Abstract

Intravenous inoculation of small doses of non-hemolytic streptococci into previously sensitized rabbits is usually followed by the appearance of perivascular cellular aggregates in lung and liver. The characteristic cell in these aggregates is moderately large, with vesicular nucleus, prominent nucleoli, clumped chromatin, and basophilic cytoplasm. In addition, the lesions contain small lymphocytes and granulocytes. This lesion is easily differentiated by architecture and cell content from normally occurring lymphoid aggregates, and from spontaneous rabbit hepatic cirrhosis. This mononuclear response does not occur when the intravenous dose is large enough to cause death of the animal within 24 hours.
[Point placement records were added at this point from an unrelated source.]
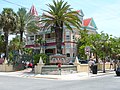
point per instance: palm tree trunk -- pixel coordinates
(21, 36)
(103, 65)
(6, 44)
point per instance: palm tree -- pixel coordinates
(60, 15)
(8, 23)
(2, 44)
(27, 22)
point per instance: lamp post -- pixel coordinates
(32, 59)
(103, 47)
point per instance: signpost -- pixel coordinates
(87, 51)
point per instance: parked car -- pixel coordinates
(30, 65)
(118, 71)
(80, 61)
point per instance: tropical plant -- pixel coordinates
(2, 44)
(60, 16)
(26, 22)
(43, 56)
(8, 23)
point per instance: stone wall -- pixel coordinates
(6, 68)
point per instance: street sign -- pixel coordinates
(87, 50)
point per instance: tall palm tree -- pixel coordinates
(59, 16)
(8, 23)
(26, 22)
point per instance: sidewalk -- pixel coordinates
(74, 76)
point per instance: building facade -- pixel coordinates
(69, 46)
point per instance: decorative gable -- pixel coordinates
(89, 23)
(33, 11)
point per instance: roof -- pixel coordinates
(1, 60)
(80, 12)
(86, 22)
(33, 11)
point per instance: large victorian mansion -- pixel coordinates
(69, 47)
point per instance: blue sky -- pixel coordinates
(106, 13)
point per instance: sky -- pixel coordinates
(106, 13)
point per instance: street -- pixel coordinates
(106, 82)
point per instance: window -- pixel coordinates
(31, 37)
(68, 54)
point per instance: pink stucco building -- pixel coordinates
(69, 46)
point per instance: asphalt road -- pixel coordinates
(107, 82)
In spleen and lymph nodes the characteristic basophilic cells, which normally occur in these organs, are present in increased numbers. Following intravenous treatment alone, or sensitization without intravenous treatment, the lesions occur much less frequently, and when present are smaller and more sparsely found. Inasmuch as in the present series of experiments this lesion was not found in normal animals, and infrequently in those treated by the intravenous route alone, it is suggested that the preliminary sensitization serves to enhance the animal's reactivity to the antigen. In this way a small dose of bacteria is capable of eliciting the cellular phenomenon, which in unsensitized animals appears only when larger doses of antigen are administered over longer periods of time. Too large a dose of antigen, however, results in shock and cell death rather than proliferation.